A movimentação de Flávio Roscoe não foi a única a agitar o cenário político mineiro. Na mesma semana, outros nomes importantes também mudaram de partido, o que indica um aquecimento das articulações para o próximo pleito. O senador Rodrigo Pacheco, por exemplo, que é visto como um possível candidato ao governo de Minas Gerais, trocou o PSD pelo PSB. Esta escolha reforça sua aproximação com o presidente Luiz Inácio Lula da Silva, que tem incentivado Pacheco a concorrer. Contudo, Pacheco ainda não confirmou sua candidatura. No mesmo dia, o senador Carlos Viana também mudou de legenda. Ele saiu do Podemos e se filiou ao PSD, buscando a reeleição ao Senado. Por fim, a deputada federal Duda Salabert anunciou seu retorno ao PSOL, após uma passagem pelo PDT. Tais mudanças são comuns em períodos pré-eleitorais, pois os políticos buscam alinhamentos e plataformas que melhor se encaixem em seus objetivos.

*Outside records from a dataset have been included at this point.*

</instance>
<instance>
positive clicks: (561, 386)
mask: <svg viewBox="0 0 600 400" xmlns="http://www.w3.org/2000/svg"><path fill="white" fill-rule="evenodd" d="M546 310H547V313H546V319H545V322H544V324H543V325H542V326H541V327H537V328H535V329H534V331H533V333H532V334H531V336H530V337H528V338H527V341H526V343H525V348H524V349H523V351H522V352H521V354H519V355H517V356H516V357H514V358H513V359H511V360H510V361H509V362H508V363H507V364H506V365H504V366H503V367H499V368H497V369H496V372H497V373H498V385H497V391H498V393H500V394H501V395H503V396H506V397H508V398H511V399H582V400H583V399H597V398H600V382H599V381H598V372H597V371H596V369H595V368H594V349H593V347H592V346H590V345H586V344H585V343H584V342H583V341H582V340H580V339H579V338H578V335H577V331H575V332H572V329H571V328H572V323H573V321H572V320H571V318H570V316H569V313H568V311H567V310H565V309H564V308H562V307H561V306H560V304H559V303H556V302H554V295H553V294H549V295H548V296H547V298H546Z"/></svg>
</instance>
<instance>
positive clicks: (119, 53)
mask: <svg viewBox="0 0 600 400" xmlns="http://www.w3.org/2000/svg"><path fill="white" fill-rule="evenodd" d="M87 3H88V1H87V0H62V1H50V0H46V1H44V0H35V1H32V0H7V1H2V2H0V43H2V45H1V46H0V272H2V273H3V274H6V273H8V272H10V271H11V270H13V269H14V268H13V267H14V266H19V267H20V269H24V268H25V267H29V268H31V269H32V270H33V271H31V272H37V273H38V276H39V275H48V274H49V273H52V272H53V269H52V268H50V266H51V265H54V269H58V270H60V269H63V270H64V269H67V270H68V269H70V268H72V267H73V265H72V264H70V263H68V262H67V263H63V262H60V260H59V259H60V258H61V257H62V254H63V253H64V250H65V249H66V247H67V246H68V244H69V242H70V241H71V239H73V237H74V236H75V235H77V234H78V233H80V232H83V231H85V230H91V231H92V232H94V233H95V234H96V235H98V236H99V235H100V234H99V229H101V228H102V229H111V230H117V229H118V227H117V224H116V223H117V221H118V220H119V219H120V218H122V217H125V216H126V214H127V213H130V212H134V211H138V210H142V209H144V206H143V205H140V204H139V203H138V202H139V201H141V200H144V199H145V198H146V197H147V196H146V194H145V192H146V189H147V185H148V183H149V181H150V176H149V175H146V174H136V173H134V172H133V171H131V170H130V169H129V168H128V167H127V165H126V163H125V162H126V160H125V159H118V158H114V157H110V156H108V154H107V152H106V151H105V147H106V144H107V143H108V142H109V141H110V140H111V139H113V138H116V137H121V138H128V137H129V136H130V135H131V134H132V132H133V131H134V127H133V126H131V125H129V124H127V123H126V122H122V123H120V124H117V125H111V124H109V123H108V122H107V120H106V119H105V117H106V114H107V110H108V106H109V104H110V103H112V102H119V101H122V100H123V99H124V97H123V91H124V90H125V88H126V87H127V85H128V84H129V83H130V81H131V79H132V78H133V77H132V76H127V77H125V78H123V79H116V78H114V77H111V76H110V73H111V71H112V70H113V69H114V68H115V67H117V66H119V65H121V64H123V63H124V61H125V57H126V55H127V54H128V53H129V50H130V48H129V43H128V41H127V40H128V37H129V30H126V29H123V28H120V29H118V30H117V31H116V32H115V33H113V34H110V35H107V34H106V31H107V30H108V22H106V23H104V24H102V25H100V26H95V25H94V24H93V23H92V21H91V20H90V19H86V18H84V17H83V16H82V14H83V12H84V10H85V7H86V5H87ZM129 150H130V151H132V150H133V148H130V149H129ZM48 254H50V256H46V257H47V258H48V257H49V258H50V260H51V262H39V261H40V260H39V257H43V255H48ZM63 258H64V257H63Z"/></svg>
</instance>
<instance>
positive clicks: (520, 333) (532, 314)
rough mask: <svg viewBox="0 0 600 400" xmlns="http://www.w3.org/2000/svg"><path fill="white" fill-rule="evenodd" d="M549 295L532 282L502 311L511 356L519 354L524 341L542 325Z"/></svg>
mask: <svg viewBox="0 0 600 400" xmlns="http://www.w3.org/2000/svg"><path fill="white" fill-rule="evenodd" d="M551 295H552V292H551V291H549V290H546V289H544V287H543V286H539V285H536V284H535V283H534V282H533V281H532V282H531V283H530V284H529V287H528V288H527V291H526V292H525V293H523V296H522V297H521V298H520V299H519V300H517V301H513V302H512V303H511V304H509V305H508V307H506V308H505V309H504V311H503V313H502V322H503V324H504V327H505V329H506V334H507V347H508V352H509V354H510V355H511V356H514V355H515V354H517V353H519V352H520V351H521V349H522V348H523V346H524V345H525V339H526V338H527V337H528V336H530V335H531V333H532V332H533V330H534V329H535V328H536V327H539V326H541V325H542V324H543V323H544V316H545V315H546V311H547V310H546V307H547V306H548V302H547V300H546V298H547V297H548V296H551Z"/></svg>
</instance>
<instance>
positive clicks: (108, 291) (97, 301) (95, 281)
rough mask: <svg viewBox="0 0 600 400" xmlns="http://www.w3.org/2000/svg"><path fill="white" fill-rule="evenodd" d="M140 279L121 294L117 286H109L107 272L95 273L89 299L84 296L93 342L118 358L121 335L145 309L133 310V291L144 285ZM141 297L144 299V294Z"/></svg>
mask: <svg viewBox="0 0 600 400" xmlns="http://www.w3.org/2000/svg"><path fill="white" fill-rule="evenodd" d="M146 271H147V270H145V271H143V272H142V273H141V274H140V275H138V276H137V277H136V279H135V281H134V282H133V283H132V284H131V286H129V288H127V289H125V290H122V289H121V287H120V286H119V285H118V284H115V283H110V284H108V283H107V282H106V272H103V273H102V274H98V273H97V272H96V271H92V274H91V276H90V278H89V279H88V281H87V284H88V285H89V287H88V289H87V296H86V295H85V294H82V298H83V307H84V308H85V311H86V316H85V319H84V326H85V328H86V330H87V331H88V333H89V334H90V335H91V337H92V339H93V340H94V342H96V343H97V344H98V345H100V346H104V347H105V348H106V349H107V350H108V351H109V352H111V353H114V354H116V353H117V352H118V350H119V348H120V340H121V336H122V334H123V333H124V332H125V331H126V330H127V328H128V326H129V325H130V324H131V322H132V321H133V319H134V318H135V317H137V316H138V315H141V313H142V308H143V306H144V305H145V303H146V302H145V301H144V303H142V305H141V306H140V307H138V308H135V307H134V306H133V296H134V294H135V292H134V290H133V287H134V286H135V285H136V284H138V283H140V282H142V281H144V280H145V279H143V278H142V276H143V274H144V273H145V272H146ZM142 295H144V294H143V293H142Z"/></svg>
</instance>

O cenário político de Minas Gerais se mostra cada vez mais dinâmico com essas trocas partidárias e a entrada de novos nomes na disputa. A decisão de Flávio Roscoe de deixar a presidência da Fiemg para se dedicar à vida política é um exemplo claro dessa efervescência. Ele representa uma opção para o eleitorado que busca uma liderança com experiência em gestão. As próximas semanas prometem mais anúncios e articulações, moldando as chapas que concorrerão aos cargos executivos e legislativos.